第83話 知らないとこで話が進んでいました。 進め!黒衣の森!②

 


黒衣の森に入って早二時間。すでに私・ビリアラはうんざりしていた。

 まずベタベタする。湿度が高すぎて肌がベタベタするのだ。


「……帰りたい」

「ぐすっ、ドラゴン狩るまで帰らないんだから!」


 泣きながらもやる気満々のマーテには悪いんだけど、すでに私にはやる気が全くなかった。

 黒衣の森の奥は樹々が覆い茂っており全く光の差し込まないような樹海と化していたのだ。結果、地面は日に当たることがないため泥となっており踏むたびに靴が沈む。


「レキ姉さんやアルねぇみたいにできたらいいんだけど……」


 そう言いながら上を見上げるとレキ姉さんとアルは木から木へと軽々と飛び移り移動していた。あれなら泥の被害にも合わないからね。

 マーテと私もしようとしたけど私は飛び移れたけど、マーテはあっさりと飛び移った木から転げ落ちた。

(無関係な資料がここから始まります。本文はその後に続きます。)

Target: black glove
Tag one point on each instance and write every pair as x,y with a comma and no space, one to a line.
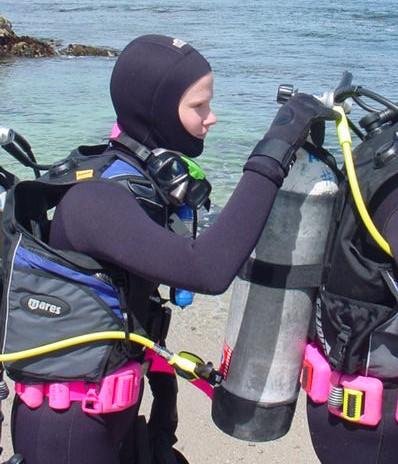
290,129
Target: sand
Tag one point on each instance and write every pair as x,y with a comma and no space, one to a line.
200,329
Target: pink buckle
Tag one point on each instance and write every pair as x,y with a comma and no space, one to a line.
315,376
355,398
116,392
362,399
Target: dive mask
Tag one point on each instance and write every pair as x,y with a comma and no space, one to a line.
180,178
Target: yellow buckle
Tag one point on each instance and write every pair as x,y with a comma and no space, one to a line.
352,404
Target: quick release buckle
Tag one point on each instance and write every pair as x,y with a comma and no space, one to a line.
356,398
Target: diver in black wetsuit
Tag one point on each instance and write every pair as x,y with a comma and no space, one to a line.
161,90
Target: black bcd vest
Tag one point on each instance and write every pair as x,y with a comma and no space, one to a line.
356,315
51,295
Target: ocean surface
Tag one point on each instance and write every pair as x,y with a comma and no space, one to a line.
253,46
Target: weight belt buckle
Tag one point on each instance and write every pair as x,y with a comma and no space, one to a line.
315,375
356,398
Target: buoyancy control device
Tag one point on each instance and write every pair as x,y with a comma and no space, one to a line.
271,307
266,330
91,163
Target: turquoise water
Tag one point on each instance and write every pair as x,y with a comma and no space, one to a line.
253,46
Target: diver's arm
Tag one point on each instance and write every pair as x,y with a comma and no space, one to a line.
105,221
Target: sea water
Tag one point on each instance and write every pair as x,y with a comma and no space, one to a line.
252,45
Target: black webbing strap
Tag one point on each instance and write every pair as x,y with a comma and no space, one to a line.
281,276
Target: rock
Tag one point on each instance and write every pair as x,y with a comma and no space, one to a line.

 そのためマーテと一緒に私が泥上の地面を歩く羽目になったのだ。


「うう、ベタベタする」


 横を見ると泥だらけのメイド服を着たマーテが泣きながら歩いていた。


「だからやめようって言ったのに。あなた、魔王様よりはマシだけど運動できないんだから」


 マーテの運動能力は獣人種の中ではかなり鈍臭い分類に入る。周りに人間が多いためにわかりにくいが今のように獣人種だけになるとかなりわかるのだ。彼女の名誉のためにいうと何もないところで転ぶ魔王様よりはマシである。


「ねぇ、ビリアラ」

「なに?」


 頭上の木の上にしゃがみ込んだアルねぇが私に話しかけて来た。木屑が頭にかかるからちょっと移動して欲しい。


「あとちょっと先に行った所に変なのがある。レキ姉さんが見張ってる」

「変なの?」


 この森の大分奥にある物で変なもの? 全く見当がつかない。


「とりあえず、急いで来て」


 そう言うとアルねぇは再びピョンと跳ね、樹々を渡り先に進んでしまった。

 なんならマーテを背負って行ってくれれば早く行けたんだけど。


「……仕方ない。マーテ私の背中に乗って」

「うい」


 マーテが背中に乗るとべちゃりと泥がメイド服に着いたが仕方ない。この子をここに放って行くわけには行かないし。

 マーテをしっかりと抱え跳躍、二度、三度と大樹を蹴り太い枝に登る。


「行くよ」

「うい」


 マーテの返事を聞き脚に力を入れさらに跳躍。

 前方の木に向かい飛び移り、さらに飛ぶ。

 タイミングがずれると泥沼に真っ逆さまだから微妙に慎重に跳躍を行う。

 同時に後ろにペシペシと何かが当たるような音が耳に入る。


「あ痛! 痛い!」


 マーテが痛がる声を上げたため後ろを振り向くと私は躱している枝が物の見事にマーテの頭や顔面に直撃しているようだった。


「ビリアラ! 絶対わざとでしょ!」

「わざとじゃないわよ」


 そこまで、悪質かつ陰湿なことを妹にはしない。

 紙魔法(ペーパークラフト)を使うと足場もろとも切り裂きそうで怖い。というかここまで湿気が強いと紙を一度紙魔法(ペーパークラフト)に使えば湿気で使い物にならなくなりそうなのでいざという時のために温存しときたいんだ。

 やがてアルねぇに追いつき並ぶと私を確認したアルねぇは前方を指差す。

 それを確認すると同じくらいに空間が開け、足場となっていた木がなくなる。

 そのため広がった空間に着地する羽目になったが泥が跳ねることはなかった。

 踏みしめたのは泥状の地面ではなくしっかりとした地面だった。

しっかりとした足場のためマーテを地面に下ろす。


「あれなんだけどね〜ビリアラ」


 気の抜けるような声を出してはいるが全く警戒を怠らないレキ姉さんが前方に視線を向ける。


「……なにあれ?」


 樹々がなく広々とした空間の真ん中にあったのはお菓子の家だった。